- General Secretary: Dagga Tolar
- Founded: 2020; 6 years ago
- Split from: Democratic Socialist Movement
- Preceded by: Democratic Socialist Movement
- Headquarters: 11, Olayiwola Street, Abule Egba, Lagos
- Newspaper: Solidarity
- Ideology: Marxism Revolutionary socialism Trotskyism
- Political position: Far-left
- National affiliation: Socialist Party of Nigeria
- International affiliation: International Socialist Alternative
- Colors: Red

Website
- socialistmovementng.org

= Movement for a Socialist Alternative (Nigeria) =

Political party in Nigeria

The Movement for a Socialist Alternative (Nigeria) (MSA) is a Trotskyist political party in Nigeria. It is affiliated to International Socialist Alternative.

==Campaigns==
MSA have campaigned for the renationalization of the electricity supply industry under democratic control through elected representatives of the working people and community. This demand arose from increases in both prices and power outages.
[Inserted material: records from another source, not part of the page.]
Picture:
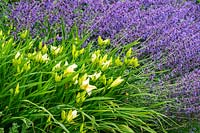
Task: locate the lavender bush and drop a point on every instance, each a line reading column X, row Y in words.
column 169, row 30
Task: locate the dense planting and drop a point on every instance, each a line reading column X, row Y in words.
column 169, row 30
column 63, row 87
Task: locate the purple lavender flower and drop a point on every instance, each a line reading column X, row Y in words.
column 169, row 29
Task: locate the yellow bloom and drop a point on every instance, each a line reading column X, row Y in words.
column 38, row 57
column 71, row 115
column 81, row 51
column 73, row 50
column 129, row 52
column 70, row 69
column 58, row 78
column 95, row 56
column 80, row 97
column 24, row 34
column 27, row 66
column 101, row 60
column 63, row 115
column 103, row 79
column 87, row 87
column 102, row 42
column 118, row 62
column 56, row 50
column 45, row 58
column 17, row 55
column 116, row 82
column 134, row 62
column 57, row 66
column 44, row 49
column 95, row 76
column 17, row 89
column 75, row 79
column 106, row 64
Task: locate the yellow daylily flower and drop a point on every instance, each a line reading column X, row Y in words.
column 87, row 87
column 63, row 115
column 134, row 62
column 27, row 66
column 95, row 56
column 56, row 50
column 45, row 58
column 44, row 49
column 57, row 66
column 118, row 62
column 71, row 115
column 38, row 57
column 129, row 52
column 24, row 34
column 116, row 82
column 102, row 42
column 17, row 89
column 58, row 78
column 95, row 76
column 70, row 69
column 106, row 64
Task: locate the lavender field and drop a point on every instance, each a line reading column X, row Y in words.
column 102, row 66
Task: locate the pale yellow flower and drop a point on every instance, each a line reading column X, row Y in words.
column 17, row 89
column 95, row 76
column 45, row 58
column 70, row 69
column 129, row 52
column 58, row 78
column 118, row 62
column 116, row 82
column 44, row 49
column 106, row 64
column 87, row 87
column 71, row 115
column 57, row 66
column 56, row 50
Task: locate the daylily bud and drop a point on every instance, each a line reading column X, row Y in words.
column 116, row 82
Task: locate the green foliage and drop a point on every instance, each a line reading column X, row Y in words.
column 64, row 87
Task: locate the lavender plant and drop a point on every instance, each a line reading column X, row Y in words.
column 168, row 30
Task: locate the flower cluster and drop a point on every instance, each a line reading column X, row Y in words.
column 168, row 29
column 187, row 93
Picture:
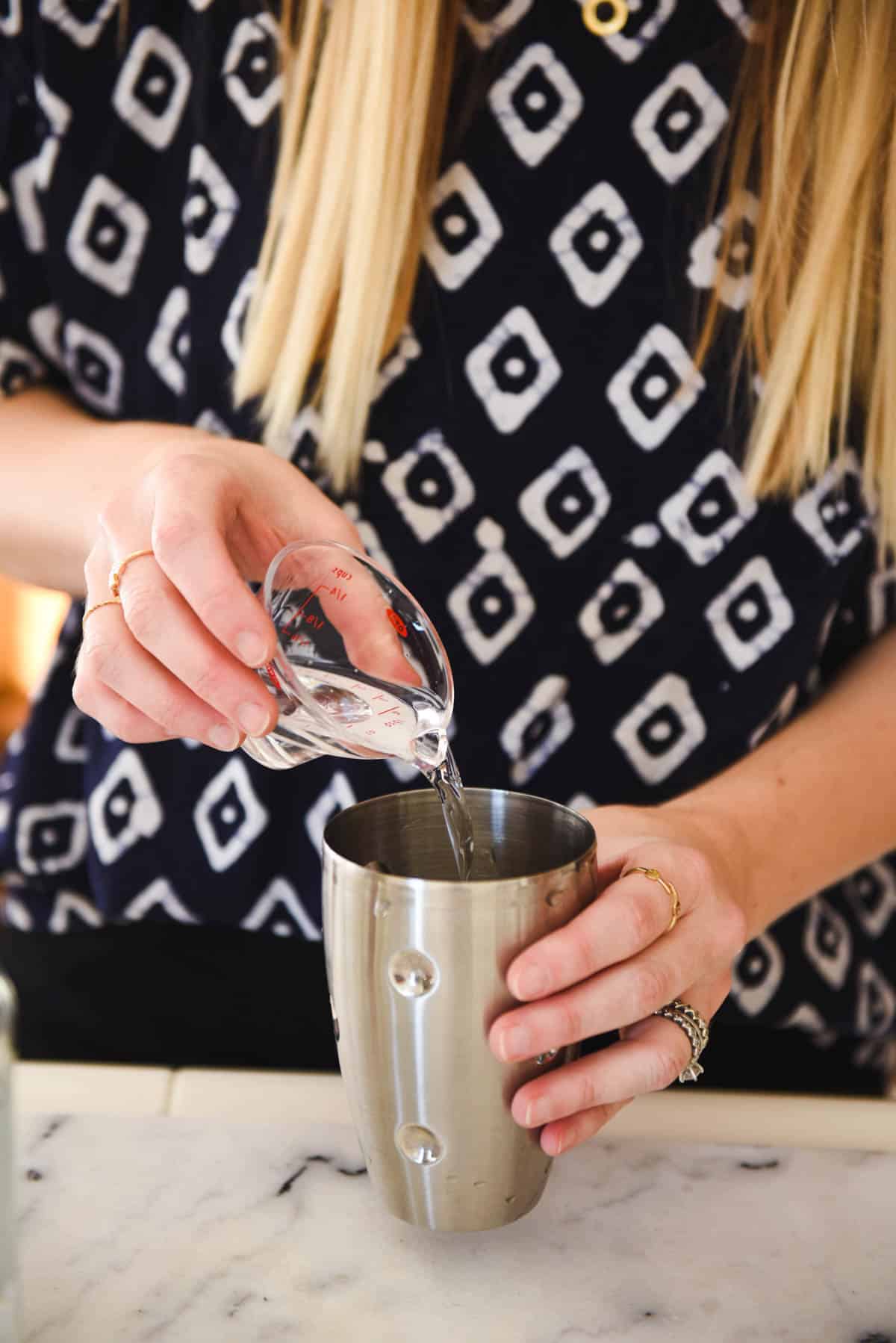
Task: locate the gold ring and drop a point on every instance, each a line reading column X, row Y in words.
column 605, row 27
column 114, row 574
column 109, row 601
column 669, row 890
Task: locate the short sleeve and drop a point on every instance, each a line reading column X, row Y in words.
column 27, row 149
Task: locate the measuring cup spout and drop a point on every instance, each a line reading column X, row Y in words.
column 430, row 750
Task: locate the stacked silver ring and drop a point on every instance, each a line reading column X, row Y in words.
column 695, row 1028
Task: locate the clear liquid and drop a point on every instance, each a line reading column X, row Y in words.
column 447, row 781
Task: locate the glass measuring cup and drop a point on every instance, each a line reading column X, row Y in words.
column 359, row 669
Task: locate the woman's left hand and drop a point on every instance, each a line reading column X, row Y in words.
column 615, row 964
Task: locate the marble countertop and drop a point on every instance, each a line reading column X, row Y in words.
column 207, row 1230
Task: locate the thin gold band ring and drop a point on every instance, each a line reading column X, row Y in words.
column 605, row 27
column 675, row 914
column 116, row 572
column 109, row 601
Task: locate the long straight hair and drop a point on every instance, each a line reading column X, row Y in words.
column 815, row 134
column 366, row 96
column 813, row 131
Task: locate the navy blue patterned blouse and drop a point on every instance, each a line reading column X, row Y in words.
column 546, row 466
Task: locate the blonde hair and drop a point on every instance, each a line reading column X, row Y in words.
column 815, row 131
column 366, row 94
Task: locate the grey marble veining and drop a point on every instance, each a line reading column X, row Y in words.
column 164, row 1229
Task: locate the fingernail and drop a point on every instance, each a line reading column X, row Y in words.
column 536, row 1114
column 531, row 982
column 252, row 649
column 516, row 1043
column 223, row 738
column 253, row 719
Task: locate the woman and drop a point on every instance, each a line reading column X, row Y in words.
column 647, row 548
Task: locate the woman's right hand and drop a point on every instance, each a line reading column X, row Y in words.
column 175, row 658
This led on to campaigning alongside the Nigeria Labour Congress and Trade Union Congress in the nationwide protest against the Nigerian Government over the increase in the price of petrol and electricity tariff. Oladimeji Macaulay, a member of MSA, speaking for a coalition of civil society groups under the umbrella of Nigerians Against Bad Policies said "no amount of intimidation and harassment by security operatives would stop them from embarking on the mass protest."
They have also called for the disbandment of Special Anti-Robbery Squad (SARS) and justice and compensation for the families of the people killed extra-judicially by the police and the bringing to trial of all involved in such killings. They also demand the democratic control by the mass of the working people, via their unions and organisations in the management and conduct of all police affairs and engagement with members of the public.

===Socialist Party of Nigeria===
The DSM before the split launched an initiative for the Socialist Party of Nigeria which was inaugurated on 16 November 2013 in Lagos.